The official U.S. strategy is leveraged on the notion that peace in Colombia can come only after the Drug War is successful. But that ignores the history of strife there, and the failure of the latter-day prohibitionists here. At best, Plan Colombia will only hasten the migration of drug production from Colombia to some other platform while perhaps causing the price of cocaine to spike, making the trade that much more profitable. And it will do nothing to bring peace to the Colombian countryside.


“This Drug War is a war with no exit strategy,” says Sanho Tree of the Institute for Policy Studies. “With no definable goals that mark a clear victory, how can we say what victory looks like? And if we don’t know what victory looks like, then how will we recognize defeat? I would argue that defeat is what we have been staring in the face now for many years.”

Meanwhile in Colombia, a negotiated political and peace settlement remains a steep test for all involved. For his part, President Pastrana, with barely a year left in office, must at a minimum get serious about a crackdown on the paramilitaries and cleanse his military of death-squad collaborators.

Some viable space must be opened for the political left, and a more social-democratic alternative must be found to the conservative, free-market policies that have only painfully accentuated Colombia’s historic inequalities. The mass cultivation of coca in Colombia reflects not a criminal society, but an impoverished one.

For now, the guns and the chopper blades are still louder than the voices of dialogue and reconciliation. “If you pick your head up against the military, you can get it blown off by the paras,” says a discouraged Mauricio Vargas, a columnist for Gabriel García Márquez’s weekly magazine, Cambio. “And if you are on the left, where can you go? You are squeezed between a government and a guerrilla army, neither of which you can support. All the conditions here are ripe for eternal war.”
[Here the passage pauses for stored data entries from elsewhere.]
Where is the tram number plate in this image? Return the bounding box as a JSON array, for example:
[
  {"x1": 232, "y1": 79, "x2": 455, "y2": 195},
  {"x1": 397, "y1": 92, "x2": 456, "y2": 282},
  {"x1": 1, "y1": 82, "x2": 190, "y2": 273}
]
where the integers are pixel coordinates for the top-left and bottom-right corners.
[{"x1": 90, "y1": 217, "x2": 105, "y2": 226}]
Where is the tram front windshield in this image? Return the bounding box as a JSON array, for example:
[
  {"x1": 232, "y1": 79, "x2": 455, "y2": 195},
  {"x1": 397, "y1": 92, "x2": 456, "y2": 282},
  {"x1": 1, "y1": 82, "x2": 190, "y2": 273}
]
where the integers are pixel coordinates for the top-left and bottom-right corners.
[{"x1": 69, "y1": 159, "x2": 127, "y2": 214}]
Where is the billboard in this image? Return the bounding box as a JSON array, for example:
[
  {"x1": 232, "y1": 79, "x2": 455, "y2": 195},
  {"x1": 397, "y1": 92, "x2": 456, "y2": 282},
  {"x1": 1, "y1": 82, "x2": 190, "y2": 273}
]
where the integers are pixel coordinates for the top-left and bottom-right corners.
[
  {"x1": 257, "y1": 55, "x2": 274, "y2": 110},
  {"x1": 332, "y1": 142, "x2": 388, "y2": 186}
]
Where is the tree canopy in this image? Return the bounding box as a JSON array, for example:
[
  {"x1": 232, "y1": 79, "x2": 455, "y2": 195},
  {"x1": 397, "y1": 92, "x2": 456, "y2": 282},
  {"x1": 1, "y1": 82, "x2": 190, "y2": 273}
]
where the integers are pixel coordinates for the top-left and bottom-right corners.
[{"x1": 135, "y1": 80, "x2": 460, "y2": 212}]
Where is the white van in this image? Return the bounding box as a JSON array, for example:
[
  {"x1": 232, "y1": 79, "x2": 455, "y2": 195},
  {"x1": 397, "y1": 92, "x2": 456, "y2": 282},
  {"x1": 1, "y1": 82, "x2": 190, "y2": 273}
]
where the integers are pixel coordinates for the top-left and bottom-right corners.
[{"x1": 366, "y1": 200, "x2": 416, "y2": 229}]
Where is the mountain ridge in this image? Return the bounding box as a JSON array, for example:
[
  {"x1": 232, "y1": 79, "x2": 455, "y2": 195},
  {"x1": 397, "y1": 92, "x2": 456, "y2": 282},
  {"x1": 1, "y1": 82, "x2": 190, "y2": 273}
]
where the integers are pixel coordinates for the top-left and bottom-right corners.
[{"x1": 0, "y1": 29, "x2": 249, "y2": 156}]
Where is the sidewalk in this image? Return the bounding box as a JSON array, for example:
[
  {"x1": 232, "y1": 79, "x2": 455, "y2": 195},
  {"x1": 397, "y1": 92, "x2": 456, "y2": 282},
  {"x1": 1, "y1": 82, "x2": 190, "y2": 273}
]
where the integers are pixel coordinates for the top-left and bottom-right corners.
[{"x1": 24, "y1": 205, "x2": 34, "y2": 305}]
The end product, then, is a literal and intellectual diaspora. Everyone who can is bailing as quickly as he or she can from Loco–lombia. Flights out, to Europe and the U.S., are overbooked. The foreign embassies are overrun with visa requests.

American military advisers, contract employees, and drug and intelligence agents are about the only hapless souls nowadays coming in to Colombia. And as the Colombians leave (one out of two says he would if he could) and the gringos come in, the society further unravels. Private security, search-and-rescue services and drug trafficking are the only growth industries left as the economy continues in free fall. The streets are clogged with vendors, hawkers, hustlers and pickpockets. What’s left of the intelligentsia can mostly be found in taxis — sitting behind the wheel. That’s where you’ll find Colombia’s falling and shrinking professional middle class trying to hang on: engineers, chemists, accountants and lawyers. Even an occasional retired police official. Like one former anti-narcotics detective who spent five years working side-by-side with the DEA in the heyday of operations against the Cali and Medellin cartels. “Plan Colombia? Yeah, I know what that is,” he says, laughing as he completes his graveyard shift. “I know the Americans well. And I know what Plan Colombia really is. It’s mostly about maintaining full budgets for the U.S. military. What else?”